Dans une lettre de protestation adressée à la Commission européenne, les douze pays dénoncent des mesures unilatérales prises dans la panique par Bruxelles, mettant ainsi fin aux blocages frontaliers des agriculteurs en colère en Pologne, Bulgarie et Roumanie.
Alors que le transport de céréales par train vers les ports polonais commence lentement, le transport routier d'exportation circule librement au sein de l'UE dès le premier jour, ce qui provoque des plaintes de dumping des prix dans les « États en première ligne ».
Les douze États membres de l'UE ont mis en garde la Commission européenne contre une perturbation sensible du marché intérieur. Une lettre conjointe a été signée par la France, l'Allemagne, les Pays-Bas, l'Irlande, la Grèce, l'Autriche, la Belgique, la Croatie, le Luxembourg, l'Estonie, le Danemark et la Slovénie.
Ces pays se sentent également ignorés par l'accord unilatéral de transit de la Commission européenne. L'interdiction d'importer dans les cinq pays voisins a également été critiquée la semaine dernière par le président ukrainien Zelensky lors de sa rencontre avec la présidente de la Commission européenne Ursula von der Leyen à Kiev. Zelensky a appelé à lever les restrictions le plus rapidement possible.
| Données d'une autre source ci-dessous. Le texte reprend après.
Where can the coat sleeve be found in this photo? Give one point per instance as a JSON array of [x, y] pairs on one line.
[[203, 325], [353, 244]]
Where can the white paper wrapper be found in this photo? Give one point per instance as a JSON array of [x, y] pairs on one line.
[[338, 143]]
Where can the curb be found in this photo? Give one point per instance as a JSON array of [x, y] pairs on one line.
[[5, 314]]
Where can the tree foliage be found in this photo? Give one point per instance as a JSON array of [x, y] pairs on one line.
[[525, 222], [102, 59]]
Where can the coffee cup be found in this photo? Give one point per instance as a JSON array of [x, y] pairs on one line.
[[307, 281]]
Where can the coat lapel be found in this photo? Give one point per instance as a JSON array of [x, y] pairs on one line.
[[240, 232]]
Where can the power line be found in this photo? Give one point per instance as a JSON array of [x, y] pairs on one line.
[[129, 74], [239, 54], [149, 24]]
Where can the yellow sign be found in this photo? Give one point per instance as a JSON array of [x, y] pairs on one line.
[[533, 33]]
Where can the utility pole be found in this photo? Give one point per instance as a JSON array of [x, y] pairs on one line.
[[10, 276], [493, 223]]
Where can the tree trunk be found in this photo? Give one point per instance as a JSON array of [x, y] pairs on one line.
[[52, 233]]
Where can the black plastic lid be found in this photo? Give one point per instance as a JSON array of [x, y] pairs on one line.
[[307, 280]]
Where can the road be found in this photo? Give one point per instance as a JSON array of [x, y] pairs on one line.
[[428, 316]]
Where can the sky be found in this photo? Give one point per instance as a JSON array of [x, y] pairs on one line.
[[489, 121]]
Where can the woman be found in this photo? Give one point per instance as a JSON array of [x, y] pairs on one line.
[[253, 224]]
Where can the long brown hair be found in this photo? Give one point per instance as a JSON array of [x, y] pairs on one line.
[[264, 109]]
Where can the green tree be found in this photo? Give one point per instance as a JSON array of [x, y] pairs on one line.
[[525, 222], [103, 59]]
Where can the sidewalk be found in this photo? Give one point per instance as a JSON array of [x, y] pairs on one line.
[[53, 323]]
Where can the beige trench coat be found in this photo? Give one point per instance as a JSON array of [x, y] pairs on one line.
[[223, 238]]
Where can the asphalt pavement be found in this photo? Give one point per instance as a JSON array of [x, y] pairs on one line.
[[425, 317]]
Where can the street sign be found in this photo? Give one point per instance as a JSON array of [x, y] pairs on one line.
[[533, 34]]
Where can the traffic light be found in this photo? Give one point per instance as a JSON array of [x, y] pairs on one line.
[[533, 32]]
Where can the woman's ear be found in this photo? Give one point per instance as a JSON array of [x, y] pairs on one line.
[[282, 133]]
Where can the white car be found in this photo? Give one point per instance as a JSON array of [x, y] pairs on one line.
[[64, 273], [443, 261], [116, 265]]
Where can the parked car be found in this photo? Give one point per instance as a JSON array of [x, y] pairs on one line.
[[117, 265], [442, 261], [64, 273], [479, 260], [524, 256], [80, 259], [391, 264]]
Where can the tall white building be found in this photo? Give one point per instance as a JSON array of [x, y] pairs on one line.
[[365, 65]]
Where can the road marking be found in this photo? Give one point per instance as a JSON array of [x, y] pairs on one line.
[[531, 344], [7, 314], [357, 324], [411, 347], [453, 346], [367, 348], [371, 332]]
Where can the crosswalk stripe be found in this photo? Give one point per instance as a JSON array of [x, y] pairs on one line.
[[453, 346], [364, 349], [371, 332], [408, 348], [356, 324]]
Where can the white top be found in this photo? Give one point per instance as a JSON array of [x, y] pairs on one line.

Le président Norbert Lins de la commission de l'Agriculture du Parlement européen avait déjà déclaré il y a une semaine que l'UE avait agi de manière précipitée avec cette exemption douanière pour les Ukrainiens. Entre-temps, la Hongrie menace à nouveau de prendre des mesures unilatérales contre l'Ukraine, plaçant ainsi Bruxelles dans une nouvelle impasse avec le Premier ministre Viktor Orban, critique de l'UE.
Le commissaire à l'Agriculture Wojciechowski a laissé entendre plus tôt cette semaine que certaines restrictions douanières et quotas pourraient être réintroduits le 5 juin, probablement surtout pour l'exportation de volailles.
Le régime actuel est valable dans un premier temps jusqu'au 5 juin. Il est prévu de le prolonger, principalement parce que les Russes continuent de faire obstacle au passage des transports de céréales sur la mer Noire.